= Louis André (Jesuit) =

French Jesuit priest and missionary

Louis André, S.J., (28 May 1631 - 19 September 1715) was a French Jesuit priest and missionary who went to the French colony of Canada in 1669. He assisted with the evangelization of the American Indians in Quebec.

==Life==
André was born in Saint-Rémy-de-Provence. He was ordained a priest of the Jesuit order and was sent to serve in the Jesuit mission in Canada in 1669. He assisted in the formal ceremony declaring the North West Territory was the territory of the King of France. His first missionary duty was served among the Indians around Lake Huron.

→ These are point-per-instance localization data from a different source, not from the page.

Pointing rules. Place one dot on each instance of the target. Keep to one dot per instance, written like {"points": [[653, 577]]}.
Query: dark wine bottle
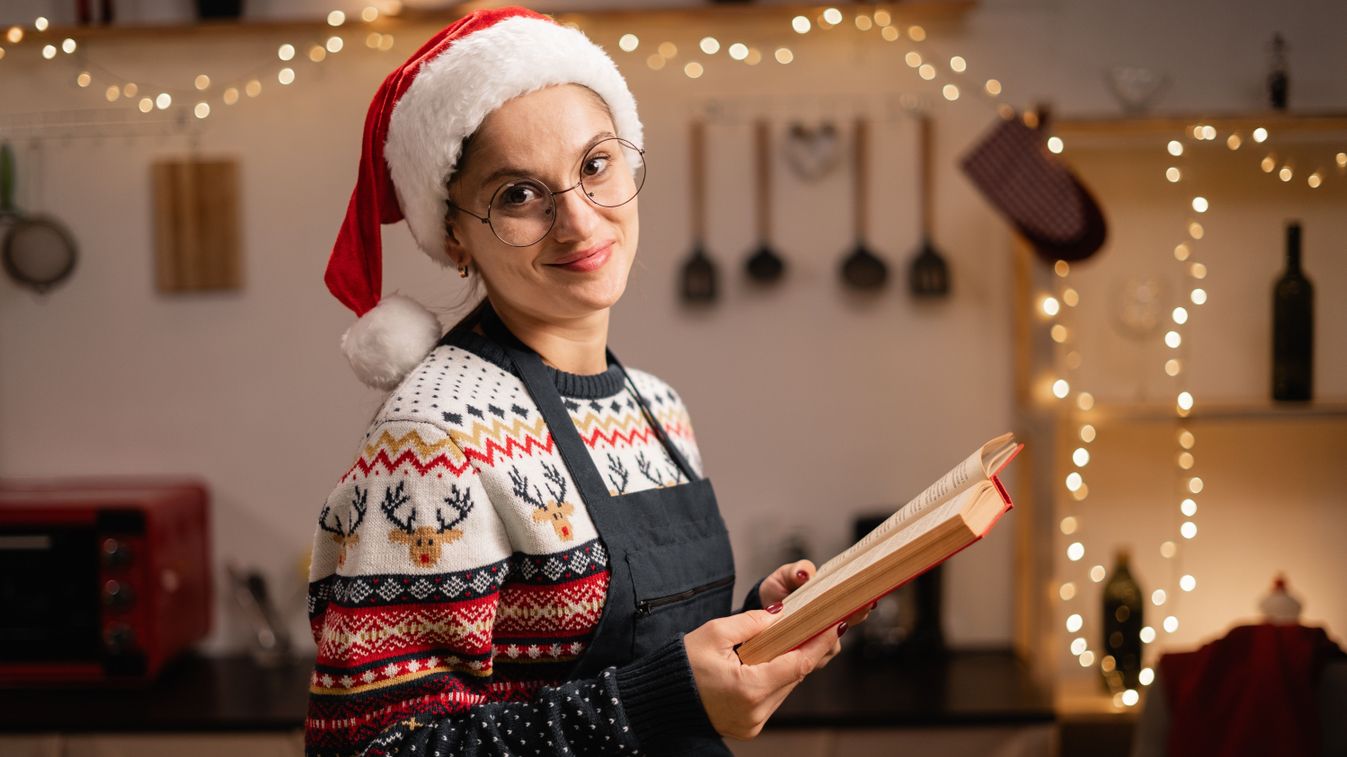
{"points": [[1124, 616], [1292, 327]]}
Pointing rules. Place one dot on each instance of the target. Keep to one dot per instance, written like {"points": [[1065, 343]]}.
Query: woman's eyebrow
{"points": [[513, 171]]}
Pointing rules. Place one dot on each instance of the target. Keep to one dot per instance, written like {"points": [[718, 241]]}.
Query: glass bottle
{"points": [[1124, 614], [1292, 327]]}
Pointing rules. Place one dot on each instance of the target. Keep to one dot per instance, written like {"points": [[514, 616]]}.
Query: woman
{"points": [[524, 556]]}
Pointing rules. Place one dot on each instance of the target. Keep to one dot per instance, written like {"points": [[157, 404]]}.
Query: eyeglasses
{"points": [[523, 212]]}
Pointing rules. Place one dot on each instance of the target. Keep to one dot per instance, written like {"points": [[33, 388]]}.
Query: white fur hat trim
{"points": [[453, 94], [388, 341]]}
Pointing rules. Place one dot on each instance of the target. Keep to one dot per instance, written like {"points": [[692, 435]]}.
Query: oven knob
{"points": [[119, 639], [116, 554], [117, 596]]}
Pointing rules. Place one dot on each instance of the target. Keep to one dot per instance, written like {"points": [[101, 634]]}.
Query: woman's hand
{"points": [[740, 698], [794, 575]]}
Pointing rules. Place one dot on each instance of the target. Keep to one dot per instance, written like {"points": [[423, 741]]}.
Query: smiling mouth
{"points": [[582, 255]]}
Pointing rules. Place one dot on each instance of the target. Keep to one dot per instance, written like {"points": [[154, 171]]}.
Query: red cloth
{"points": [[1249, 694], [354, 268]]}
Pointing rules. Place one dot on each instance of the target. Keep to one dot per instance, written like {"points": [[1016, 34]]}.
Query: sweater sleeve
{"points": [[406, 585]]}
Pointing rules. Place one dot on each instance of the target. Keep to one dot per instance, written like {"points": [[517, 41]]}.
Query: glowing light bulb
{"points": [[1060, 388]]}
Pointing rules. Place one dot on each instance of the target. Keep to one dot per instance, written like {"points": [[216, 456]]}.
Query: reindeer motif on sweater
{"points": [[423, 542]]}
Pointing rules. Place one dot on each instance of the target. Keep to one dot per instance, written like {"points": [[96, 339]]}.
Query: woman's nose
{"points": [[577, 217]]}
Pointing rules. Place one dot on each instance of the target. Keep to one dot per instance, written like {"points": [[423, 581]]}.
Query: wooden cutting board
{"points": [[197, 225]]}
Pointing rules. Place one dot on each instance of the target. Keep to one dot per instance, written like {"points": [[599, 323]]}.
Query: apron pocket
{"points": [[678, 587]]}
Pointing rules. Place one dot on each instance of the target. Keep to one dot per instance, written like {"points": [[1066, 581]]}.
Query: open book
{"points": [[954, 512]]}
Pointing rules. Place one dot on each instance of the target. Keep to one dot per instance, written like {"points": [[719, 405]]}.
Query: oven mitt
{"points": [[1036, 193]]}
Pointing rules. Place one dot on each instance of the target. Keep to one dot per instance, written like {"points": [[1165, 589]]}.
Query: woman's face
{"points": [[581, 266]]}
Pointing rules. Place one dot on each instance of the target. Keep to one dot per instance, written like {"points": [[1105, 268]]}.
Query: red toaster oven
{"points": [[100, 579]]}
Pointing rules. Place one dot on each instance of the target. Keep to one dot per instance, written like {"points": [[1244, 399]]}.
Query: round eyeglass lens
{"points": [[610, 174]]}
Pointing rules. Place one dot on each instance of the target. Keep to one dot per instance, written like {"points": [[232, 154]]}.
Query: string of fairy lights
{"points": [[204, 93], [1190, 485]]}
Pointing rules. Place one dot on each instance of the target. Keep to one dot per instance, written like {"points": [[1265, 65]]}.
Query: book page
{"points": [[900, 538]]}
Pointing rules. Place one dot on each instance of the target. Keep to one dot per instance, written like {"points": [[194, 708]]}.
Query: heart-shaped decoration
{"points": [[812, 152]]}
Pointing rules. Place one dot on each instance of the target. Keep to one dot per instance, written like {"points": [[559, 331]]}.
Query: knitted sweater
{"points": [[457, 575]]}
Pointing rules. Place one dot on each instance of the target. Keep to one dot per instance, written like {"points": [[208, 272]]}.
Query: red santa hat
{"points": [[414, 135]]}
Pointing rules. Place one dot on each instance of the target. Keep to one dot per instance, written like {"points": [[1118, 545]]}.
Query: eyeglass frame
{"points": [[551, 194]]}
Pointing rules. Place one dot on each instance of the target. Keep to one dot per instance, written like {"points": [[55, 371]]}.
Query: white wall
{"points": [[808, 404]]}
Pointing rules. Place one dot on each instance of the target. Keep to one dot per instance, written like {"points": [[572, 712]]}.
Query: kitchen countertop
{"points": [[233, 694]]}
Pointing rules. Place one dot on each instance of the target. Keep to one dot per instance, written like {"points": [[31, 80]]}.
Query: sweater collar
{"points": [[578, 385]]}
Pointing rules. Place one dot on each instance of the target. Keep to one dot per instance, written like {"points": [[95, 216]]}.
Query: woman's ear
{"points": [[454, 244]]}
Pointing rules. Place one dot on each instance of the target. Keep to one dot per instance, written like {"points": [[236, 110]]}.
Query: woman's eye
{"points": [[520, 194], [596, 165]]}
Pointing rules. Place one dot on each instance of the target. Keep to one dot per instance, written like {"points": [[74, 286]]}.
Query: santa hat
{"points": [[414, 135]]}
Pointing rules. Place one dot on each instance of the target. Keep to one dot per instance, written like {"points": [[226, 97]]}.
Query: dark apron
{"points": [[668, 550]]}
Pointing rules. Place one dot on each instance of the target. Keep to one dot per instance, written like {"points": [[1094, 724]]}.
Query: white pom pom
{"points": [[388, 341]]}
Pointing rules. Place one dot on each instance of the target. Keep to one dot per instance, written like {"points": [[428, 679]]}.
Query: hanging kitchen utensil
{"points": [[764, 266], [1044, 201], [862, 270], [812, 152], [38, 251], [928, 278], [698, 283]]}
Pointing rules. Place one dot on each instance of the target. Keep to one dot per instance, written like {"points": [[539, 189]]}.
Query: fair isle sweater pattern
{"points": [[454, 563]]}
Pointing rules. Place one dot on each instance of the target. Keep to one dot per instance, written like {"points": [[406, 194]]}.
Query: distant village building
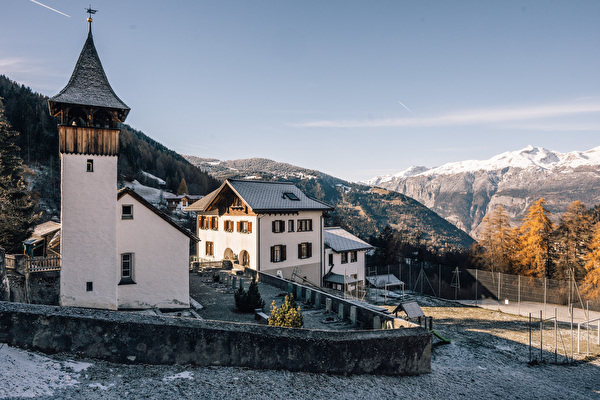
{"points": [[271, 227], [345, 259], [180, 202], [109, 259]]}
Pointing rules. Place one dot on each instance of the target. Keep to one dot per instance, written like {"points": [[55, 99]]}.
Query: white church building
{"points": [[117, 251]]}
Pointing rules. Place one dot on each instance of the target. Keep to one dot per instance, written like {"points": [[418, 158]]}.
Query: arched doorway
{"points": [[228, 255], [245, 258]]}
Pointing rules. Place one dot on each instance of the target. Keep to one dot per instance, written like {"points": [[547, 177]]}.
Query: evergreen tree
{"points": [[16, 202], [533, 244], [592, 278], [572, 240], [288, 315], [497, 244], [182, 189]]}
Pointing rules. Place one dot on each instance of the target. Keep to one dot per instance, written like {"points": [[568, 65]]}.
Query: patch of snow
{"points": [[529, 157], [29, 375], [181, 375]]}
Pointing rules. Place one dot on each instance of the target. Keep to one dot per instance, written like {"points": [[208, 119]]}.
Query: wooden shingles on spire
{"points": [[89, 87]]}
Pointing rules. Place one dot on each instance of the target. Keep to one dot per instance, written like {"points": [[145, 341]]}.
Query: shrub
{"points": [[288, 315], [250, 300]]}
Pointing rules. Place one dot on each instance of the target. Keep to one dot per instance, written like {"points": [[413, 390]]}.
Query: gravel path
{"points": [[487, 359]]}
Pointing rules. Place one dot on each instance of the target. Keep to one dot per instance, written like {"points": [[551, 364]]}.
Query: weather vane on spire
{"points": [[90, 11]]}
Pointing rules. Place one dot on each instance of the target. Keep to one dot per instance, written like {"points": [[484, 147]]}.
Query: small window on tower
{"points": [[127, 211]]}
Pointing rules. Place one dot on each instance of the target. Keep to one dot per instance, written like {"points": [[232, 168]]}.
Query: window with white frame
{"points": [[278, 226], [209, 249], [304, 225], [127, 211], [126, 269], [278, 253], [344, 256], [304, 250]]}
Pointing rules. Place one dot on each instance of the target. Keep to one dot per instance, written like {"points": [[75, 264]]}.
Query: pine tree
{"points": [[182, 189], [572, 240], [591, 285], [533, 243], [16, 202], [497, 242], [288, 315]]}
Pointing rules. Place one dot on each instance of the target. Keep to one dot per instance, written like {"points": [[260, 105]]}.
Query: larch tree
{"points": [[16, 202], [591, 285], [497, 243], [533, 242], [572, 240], [182, 189]]}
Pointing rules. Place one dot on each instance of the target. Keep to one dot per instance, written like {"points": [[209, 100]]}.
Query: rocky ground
{"points": [[488, 358]]}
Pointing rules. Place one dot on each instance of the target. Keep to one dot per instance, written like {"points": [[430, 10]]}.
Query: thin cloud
{"points": [[50, 8], [462, 118]]}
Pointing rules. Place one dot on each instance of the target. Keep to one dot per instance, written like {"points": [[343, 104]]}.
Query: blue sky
{"points": [[352, 88]]}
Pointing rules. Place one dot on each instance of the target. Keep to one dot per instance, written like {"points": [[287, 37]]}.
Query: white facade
{"points": [[89, 231], [158, 256], [268, 226]]}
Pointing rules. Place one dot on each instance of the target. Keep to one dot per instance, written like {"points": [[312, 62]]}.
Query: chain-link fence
{"points": [[486, 287]]}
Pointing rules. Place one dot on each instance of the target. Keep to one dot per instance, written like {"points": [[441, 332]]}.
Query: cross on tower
{"points": [[90, 11]]}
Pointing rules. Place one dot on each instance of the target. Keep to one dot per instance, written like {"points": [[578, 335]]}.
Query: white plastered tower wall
{"points": [[89, 231], [160, 267]]}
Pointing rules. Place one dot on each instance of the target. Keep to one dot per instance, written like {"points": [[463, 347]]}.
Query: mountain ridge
{"points": [[362, 210], [464, 192]]}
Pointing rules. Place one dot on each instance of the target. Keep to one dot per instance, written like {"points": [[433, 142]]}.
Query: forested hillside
{"points": [[28, 114], [362, 210]]}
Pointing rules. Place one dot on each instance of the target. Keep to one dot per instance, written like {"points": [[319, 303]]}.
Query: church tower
{"points": [[90, 113]]}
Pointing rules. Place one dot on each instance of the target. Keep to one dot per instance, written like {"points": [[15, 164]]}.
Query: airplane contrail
{"points": [[401, 103], [50, 8]]}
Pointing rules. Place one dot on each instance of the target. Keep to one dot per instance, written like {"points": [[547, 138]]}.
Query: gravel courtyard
{"points": [[488, 358]]}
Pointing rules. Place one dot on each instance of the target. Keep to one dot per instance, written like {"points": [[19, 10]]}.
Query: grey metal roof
{"points": [[339, 279], [270, 196], [264, 196], [341, 240], [88, 84]]}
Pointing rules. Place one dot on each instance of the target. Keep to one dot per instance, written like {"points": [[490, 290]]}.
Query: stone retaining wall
{"points": [[127, 337], [363, 316]]}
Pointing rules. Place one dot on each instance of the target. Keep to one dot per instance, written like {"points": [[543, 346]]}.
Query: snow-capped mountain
{"points": [[463, 192]]}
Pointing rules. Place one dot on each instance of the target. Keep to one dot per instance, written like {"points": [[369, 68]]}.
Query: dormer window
{"points": [[290, 196]]}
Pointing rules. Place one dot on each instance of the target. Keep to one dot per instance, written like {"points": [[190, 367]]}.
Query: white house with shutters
{"points": [[344, 259], [271, 227]]}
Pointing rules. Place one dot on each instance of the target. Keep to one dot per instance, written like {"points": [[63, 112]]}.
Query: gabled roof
{"points": [[155, 210], [341, 240], [264, 196], [88, 84]]}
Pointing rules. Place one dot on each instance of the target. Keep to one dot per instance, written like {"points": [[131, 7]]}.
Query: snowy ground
{"points": [[488, 358]]}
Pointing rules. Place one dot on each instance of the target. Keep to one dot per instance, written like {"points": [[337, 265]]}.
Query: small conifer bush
{"points": [[287, 315], [250, 300]]}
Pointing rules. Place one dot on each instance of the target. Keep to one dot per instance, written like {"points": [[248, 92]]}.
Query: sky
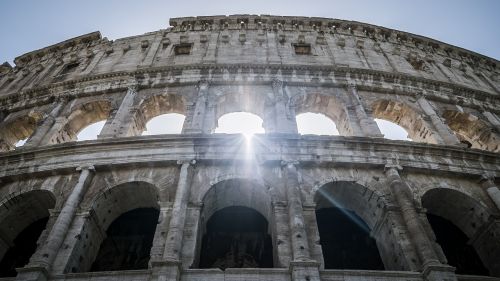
{"points": [[27, 25]]}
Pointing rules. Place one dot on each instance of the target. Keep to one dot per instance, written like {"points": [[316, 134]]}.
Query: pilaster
{"points": [[368, 126], [47, 252], [443, 131], [122, 122], [431, 266], [284, 122], [197, 119], [37, 138], [488, 184]]}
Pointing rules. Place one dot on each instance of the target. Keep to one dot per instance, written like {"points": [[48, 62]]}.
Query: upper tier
{"points": [[294, 45]]}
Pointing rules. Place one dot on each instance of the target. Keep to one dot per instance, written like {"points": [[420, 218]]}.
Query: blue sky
{"points": [[27, 25]]}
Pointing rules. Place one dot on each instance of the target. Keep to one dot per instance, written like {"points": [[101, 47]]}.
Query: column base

With Claude-Jean Allouez, S.J., André built the Mission of St. Francis Xavier in what is now De Pere, Wisconsin. He continued to serve as a missionary, evangelizing the Menominee, Potawatomi, and Winnebago tribes in the Green Bay, Wisconsin, area. He relocated to Mackinac in 1682 and 1683, going on to teach at the Jesuit College in Quebec for several years. He returned to missionary work on the lower St. Lawrence River from 1691 to 1692. He died in Quebec some years later.

André's ministry in the New World combined a great deal of missionary work as well as a number of years teaching philosophy and Latin. At some time in Canada he compiled an important Algonkin and Ottawa dictionary and a small conversational manual which still exists.